So I decided to look up the text on Project Gutenberg to see what Thoreau was getting at. He mentions railroads at several points (the on-line text is searchable, a great technological advance over the original). He seems to have an understanding not only of their utility but of their consequences.
There could be some lessons for us in this book also.
To make a railroad round the world available to all mankind is equivalent to grading the whole surface of the planet. Men have an indistinct notion that if they keep up this activity of joint stocks and spades long enough all will at length ride somewhere, in next to no time, and for nothing; but though a crowd rushes to the depot, and the conductor shouts "All aboard!" when the smoke is blown away and the vapor condensed, it will be perceived that a few are riding, but the rest are run over—and it will be called, and will be, "A melancholy accident."

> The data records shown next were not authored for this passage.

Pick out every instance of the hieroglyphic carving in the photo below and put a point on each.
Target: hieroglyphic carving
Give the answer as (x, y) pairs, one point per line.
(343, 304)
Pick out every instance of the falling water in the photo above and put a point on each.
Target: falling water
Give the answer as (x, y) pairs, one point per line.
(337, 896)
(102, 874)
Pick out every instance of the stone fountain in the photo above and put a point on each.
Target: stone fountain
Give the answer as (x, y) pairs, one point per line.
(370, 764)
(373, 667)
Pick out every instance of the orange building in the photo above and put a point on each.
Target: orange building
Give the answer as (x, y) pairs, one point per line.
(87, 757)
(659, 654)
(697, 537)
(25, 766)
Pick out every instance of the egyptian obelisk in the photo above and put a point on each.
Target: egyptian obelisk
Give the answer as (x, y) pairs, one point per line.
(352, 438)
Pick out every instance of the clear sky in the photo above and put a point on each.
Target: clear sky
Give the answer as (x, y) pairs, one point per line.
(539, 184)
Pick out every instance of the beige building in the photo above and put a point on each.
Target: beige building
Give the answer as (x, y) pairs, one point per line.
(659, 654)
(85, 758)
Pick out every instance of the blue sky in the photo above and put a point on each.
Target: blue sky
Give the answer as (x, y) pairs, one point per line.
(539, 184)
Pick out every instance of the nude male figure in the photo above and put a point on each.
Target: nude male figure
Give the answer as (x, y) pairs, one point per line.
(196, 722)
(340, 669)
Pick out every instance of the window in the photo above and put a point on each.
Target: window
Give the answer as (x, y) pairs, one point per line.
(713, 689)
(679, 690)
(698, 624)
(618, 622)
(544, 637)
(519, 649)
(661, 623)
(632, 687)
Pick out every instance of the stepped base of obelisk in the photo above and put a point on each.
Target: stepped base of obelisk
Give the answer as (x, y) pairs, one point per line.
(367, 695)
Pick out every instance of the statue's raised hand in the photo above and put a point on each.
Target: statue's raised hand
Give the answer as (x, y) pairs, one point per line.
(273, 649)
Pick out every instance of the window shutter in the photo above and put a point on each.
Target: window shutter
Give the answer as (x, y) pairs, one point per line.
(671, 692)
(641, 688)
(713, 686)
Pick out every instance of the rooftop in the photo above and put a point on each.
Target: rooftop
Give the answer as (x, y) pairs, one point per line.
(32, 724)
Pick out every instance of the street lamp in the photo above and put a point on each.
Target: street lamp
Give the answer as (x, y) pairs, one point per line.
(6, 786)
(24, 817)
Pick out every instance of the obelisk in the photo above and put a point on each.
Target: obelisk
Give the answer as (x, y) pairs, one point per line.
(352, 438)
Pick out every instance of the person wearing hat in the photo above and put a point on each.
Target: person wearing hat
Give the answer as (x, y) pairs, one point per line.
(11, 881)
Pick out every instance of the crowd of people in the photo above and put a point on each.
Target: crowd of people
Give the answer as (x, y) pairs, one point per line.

In our current context, the Honolulu train, as proposed, would indeed have the effect of “grading the whole surface” of Oahu. Or at least a large chunk near where the train will go. It’s not just the space under the tracks, but the increased value of the land nearby that has lead to a great salivation on the part of developers and the politicians whom they support.
It will also come to pass that “a few are riding, but the rest are run over.” Not just the iwi who will most literally be run over, but the rest of us, whether we live near a train station or not, will have to pay dearly so that a few can ride. Many will not be able to afford it. For those, Thoreau has a useful suggestion:
I used to see a large box by the railroad, six feet long by three wide, in which the laborers locked up their tools at night; and it suggested to me that every man who was hard pushed might get such a one for a dollar, and, having bored a few auger holes in it, to admit the air at least, get into it when it rained and at night, and hook down the lid, and so have freedom in his love, and in his soul be free.
Good idea for Thoreau, perhaps, but our City Council would probably pass a law to confiscate the dwellings, since that’s their solution to poverty and homelessness in this town.
Now, much of this would hold for any form of rail transit. We’ve been warned, though, about the high expense and environmental degradation that this particular plan will bring with it. The expense, along with the design, practically guarantees that the line will not be extended and so will serve only a few. At the same time as we have to pay for the existing rail we will still have to pay for replacing sewers and for the higher cost of electricity that the state legislature is setting us up for in their “wisdom” by clearing the way for an expensive undersea power cable.
It could be a devastating combination of financial impacts, and it would do damage to the income of ordinary families, many already struggling in today’s economy.
So that’s the consequence if we answer the Siren song to build this train. The traffic won’t go away, but we will suffer the predicted fate. It’s not that we haven’t been warned, we have. But instead of resisting, we may succumb. It’s easy to listen to a pleasant song and feel good in the moment. Homer warned us not to do that. Thoreau picked up and modernized the warning:
With unrelaxed nerves, with morning vigor, sail by it, looking another way, tied to the mast like Ulysses. If the engine whistles, let it whistle till it is hoarse for its pains. If the bell rings, why should we run? We will consider what kind of music they are like. …
Although Thoreau went on and on, I’ll stop here, with thanks to the folks at Wait Wait for putting me on the trail. The classics have plenty of lessons for us, but so does common sense.
Sailors who listened to the Siren’s call succumbed. We ignore these lessons at our peril.